Tomorrow will be New Year’s Eve here in China, not that unimportant Western mini-festival that comes just after Christmas, but the Chinese New Year which is the biggest and most important event in China. And tomorrow I’ll be talking about the festival itself and all the history and excitement that entails, but today I want to talk about hong bao.
Hong bao, is the traditional present given by the Chinese to “children” during the Spring Festival (which is in fact what Chinese New Year is, in China). Children comes in quote marks because until you’re married, you’re still a child for this festival and that means you can collect hong bao throughout your bachelorhood even if you’re old enough to be someone else’s dad. You should also dole out hong bao to those who’ve served you well during the year, such as bar staff in your regular haunt or security in your building.
What is hong bao? It’s literally a red envelope, but as envelopes don’t make for exciting gifts anywhere in the world, the envelope should be stuffed with cash. How much cash? Not too little and not too much, is the universal guide given here which isn’t terribly helpful but is accurate nonetheless. Basically too little is a number that the recipient would consider insulting, so don’t start handing out 1 RMB notes in the city and expect people to love you for it. And too much is a number that would make the recipient indebted to you and thus resent you for your gift rather than appreciate it, base your gifts on roughly the salary you think that person would be earning and make sure it’s no more than a day’s pay(ish – see below).
As a security guard would normally earn around 1,500 RMB a month, 50 RMB is about right. But… you should give hong bao in multiples of 8 so that the money can be considered “lucky” and 40 RMB is no good, because 4 is the number of death (the Chinese word for four and death are the same with slightly different accentual pronunciation) so 80 RMB would be the right way to go, and 88 RMB would be even better.

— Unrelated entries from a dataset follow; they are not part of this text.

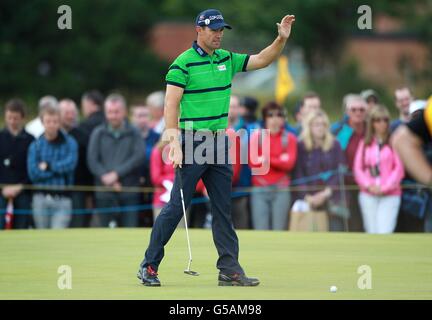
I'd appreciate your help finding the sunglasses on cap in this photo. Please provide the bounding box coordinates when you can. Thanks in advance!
[372,118,390,123]
[350,108,366,113]
[266,111,285,118]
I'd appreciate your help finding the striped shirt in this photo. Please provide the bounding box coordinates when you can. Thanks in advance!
[166,42,249,131]
[27,131,78,186]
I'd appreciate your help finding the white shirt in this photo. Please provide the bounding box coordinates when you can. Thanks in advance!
[25,117,45,139]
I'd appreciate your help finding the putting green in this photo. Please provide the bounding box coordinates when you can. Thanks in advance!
[0,229,432,300]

Why security guards for my example? Well because in my building these guys aren’t very helpful for most of the year, they pretend to not see you when you are loaded down with bags and can’t open the door. They ignore me on my way in and out of the building, but this week they’ve been falling over themselves, in expectations of hong bao, to help me out. Well I’ve got some bad news for them 51 weeks of no service is not cancelled out by a week of butt kissing, so they are going to be sadly out of luck come the New Year.